Part 2:
Teaching With ICT

a. Structuring Lessons

In the case study we are dealing with, the teacher has a fairly regular pattern to his sessions. He tends to start with a teacher-led introduction to the session, outlining the area for coverage in the session. In an hour-long lesson, he might restrict himself to just one single issue within advertising or to one example. From the introduction, he will set pairs or small groups work to do, using either printed worksheets, a section of a CD-ROM or specific investigations on the World Wide Web. This work is structured, and he monitors progress around the class until he can get them to report back to the whole group on their progress, or summarise their progress in small groups to feed back in the next session.

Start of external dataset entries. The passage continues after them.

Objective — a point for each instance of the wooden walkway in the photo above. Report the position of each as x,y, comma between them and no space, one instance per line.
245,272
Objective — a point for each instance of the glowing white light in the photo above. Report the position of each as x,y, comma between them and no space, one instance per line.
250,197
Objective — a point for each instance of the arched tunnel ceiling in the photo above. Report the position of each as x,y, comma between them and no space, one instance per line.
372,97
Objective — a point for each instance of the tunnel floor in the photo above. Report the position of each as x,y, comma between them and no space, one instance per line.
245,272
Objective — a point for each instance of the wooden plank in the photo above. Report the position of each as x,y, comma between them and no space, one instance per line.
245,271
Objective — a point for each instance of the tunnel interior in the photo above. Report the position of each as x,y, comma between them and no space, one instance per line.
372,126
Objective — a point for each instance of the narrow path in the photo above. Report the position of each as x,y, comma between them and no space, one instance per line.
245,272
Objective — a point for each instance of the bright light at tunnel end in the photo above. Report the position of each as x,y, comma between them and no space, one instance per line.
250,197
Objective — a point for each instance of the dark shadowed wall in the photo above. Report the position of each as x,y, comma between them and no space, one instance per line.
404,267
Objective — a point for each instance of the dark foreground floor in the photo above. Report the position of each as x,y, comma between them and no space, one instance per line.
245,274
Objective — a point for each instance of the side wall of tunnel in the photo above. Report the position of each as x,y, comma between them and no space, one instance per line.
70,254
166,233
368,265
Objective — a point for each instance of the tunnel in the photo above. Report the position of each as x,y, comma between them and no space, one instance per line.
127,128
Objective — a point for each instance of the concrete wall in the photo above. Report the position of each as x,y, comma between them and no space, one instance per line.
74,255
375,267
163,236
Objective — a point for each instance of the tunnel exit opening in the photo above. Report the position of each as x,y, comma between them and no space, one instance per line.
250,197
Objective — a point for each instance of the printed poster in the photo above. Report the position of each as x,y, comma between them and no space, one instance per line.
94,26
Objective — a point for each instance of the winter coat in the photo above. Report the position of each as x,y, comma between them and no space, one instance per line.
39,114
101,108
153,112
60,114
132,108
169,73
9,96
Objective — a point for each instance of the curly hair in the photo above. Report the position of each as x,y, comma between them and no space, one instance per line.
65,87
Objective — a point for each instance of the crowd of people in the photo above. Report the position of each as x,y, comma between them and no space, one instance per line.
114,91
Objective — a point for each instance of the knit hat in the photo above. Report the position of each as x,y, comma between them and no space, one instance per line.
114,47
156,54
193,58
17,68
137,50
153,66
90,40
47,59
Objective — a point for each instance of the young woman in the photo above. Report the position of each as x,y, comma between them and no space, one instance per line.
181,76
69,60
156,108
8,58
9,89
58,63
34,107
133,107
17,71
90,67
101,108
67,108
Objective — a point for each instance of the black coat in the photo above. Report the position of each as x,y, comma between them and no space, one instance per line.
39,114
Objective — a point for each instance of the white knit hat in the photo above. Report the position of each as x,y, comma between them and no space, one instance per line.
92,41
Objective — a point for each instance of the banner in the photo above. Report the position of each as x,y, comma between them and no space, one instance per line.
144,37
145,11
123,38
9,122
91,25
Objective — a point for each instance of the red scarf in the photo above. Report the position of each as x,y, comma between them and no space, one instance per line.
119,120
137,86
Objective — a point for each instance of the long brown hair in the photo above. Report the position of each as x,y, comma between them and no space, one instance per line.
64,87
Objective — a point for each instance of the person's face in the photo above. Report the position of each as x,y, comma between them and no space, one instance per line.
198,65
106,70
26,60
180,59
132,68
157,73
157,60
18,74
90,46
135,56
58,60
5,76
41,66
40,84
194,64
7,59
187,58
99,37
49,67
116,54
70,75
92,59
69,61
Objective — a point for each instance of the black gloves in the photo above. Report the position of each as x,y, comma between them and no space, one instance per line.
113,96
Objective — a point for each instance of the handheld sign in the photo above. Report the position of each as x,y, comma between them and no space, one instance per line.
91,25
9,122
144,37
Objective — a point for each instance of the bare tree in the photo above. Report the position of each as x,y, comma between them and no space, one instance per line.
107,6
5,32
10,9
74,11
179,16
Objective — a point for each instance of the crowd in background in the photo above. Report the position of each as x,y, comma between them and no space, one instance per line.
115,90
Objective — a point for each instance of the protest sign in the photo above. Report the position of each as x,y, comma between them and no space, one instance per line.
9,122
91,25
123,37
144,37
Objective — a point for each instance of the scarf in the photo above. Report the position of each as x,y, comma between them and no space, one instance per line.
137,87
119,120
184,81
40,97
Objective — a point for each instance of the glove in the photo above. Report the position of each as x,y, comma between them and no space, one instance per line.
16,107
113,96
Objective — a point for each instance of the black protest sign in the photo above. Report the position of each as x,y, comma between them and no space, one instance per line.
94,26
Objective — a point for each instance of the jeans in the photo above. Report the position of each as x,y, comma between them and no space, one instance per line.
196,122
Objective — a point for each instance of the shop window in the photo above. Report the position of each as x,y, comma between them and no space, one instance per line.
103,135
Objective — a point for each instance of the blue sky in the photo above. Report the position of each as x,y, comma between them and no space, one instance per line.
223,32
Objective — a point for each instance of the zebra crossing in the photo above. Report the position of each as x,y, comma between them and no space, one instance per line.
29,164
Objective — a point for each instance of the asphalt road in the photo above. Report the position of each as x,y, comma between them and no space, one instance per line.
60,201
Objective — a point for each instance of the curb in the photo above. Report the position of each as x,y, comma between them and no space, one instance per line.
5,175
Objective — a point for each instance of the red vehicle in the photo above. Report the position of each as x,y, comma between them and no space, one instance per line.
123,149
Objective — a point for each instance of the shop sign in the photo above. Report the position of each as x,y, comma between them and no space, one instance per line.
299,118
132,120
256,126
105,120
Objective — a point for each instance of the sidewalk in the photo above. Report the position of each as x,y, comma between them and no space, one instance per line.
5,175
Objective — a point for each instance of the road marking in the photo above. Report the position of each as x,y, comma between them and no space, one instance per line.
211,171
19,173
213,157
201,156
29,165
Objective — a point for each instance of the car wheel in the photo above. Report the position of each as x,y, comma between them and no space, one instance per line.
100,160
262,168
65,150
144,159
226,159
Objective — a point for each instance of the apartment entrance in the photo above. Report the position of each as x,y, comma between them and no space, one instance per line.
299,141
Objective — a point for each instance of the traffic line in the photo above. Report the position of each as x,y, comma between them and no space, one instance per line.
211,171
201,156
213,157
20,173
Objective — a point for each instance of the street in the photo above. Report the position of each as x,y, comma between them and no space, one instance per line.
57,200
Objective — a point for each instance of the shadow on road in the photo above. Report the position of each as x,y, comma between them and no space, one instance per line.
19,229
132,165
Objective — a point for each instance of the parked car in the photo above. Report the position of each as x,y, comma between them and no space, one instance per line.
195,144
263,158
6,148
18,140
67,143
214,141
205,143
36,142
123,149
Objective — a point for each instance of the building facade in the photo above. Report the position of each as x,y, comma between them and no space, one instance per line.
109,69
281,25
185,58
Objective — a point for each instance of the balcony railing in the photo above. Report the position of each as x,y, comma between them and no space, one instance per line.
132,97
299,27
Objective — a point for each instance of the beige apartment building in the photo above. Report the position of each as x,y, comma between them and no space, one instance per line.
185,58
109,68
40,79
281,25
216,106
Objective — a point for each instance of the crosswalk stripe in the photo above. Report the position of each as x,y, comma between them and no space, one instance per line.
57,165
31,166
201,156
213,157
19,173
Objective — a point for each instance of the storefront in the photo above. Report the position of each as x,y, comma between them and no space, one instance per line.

Again, you might not work in exactly this way, but you probably do have a pattern that you favour as a teacher. Characterise this pattern to yourself now, and consider how the use of ICT as a resource might fit into it.

The teacher wants to use ICT over a two-week introductory period spending two hours a week with it. First let's recall the main learning objectives the teacher has for his pupils in this area:

  • Describe and evaluate the use of imagery in a range of advertisements on television and the Internet
  • Describe the differences between uses of language in advertising similar products across the media
  • Evaluate the relationship between medium and form of advertisement in the two media
  • Explain and predict the importance of diversity in advertising in the relation between TV and the Internet

Below is a summary of how the two separate weeks are structured to use ICT to meet some of these objectives. You will see that they are proposed as two distinct stand-alone sets of work. This is because the teacher needs to be flexible in when he can gain access to the ICT, and needs to be able to move the sessions around in consultation with other users of ICT in his school.

Take a look at the summary and then produce your own account, and your own lesson plans, showing how you would use the ICT resources we have been discussing to do the same job on this area of work. You might wish to extend or contract the time, and to fit the plans, duration and work around your own experience of working with this or a similar area of work.

Case Study Lesson Structure
Advertising on TV and the Web

Week 1 - Use a CD-ROM Encyclopędia to explore advertising - 2 hrs.

  • Class introduction and targeted questions - outline issues in advertising, with specific focus of use of imagery to promote products and services.
  • Small group work (groups of three):
    • Bring back summary of the Encarta entry on Advertising.
    • Bring back explanation of the role of TV in advertising in terms of cultural values.
    • Bring back outline of the life of Maurice Saatchi and his contribution to advertising.
    • Bring back outline of at least two examples of images in advertisements with an explanation of how they work.
    • Bring back a summary of the World Wide Web's potential for communication, specifically persuasive communication on a global scale.
  • Class discussion of points raised by group work - whole-class summary of issues in advertising on the web and TV.

Week 2 - Use the Internet to explore examples of advertising - 2 hours.

  • Class introduction - whole class discussion on potential of web for advertising - reach, language, functionality, diversity, dangers.
  • Worksheet based tasks on examples of advertising using websites:
    • Health sites and their use of advertising for health and related products.
    • Leisure sites and their use of images to promote lifestyle products and services.
    • Business sites and their use of advertising to diversify income from the site.
    • E-mail based investigation of process of advertising on the web for future reference.
  • Small groups feed back with responses to the worksheets, putting responses into PowerPoint format with images drawn from CD-ROM and web sites to illustrate points - whole class discussion of the relations between sites encountered and the promotion of similar good, services and issues using TV.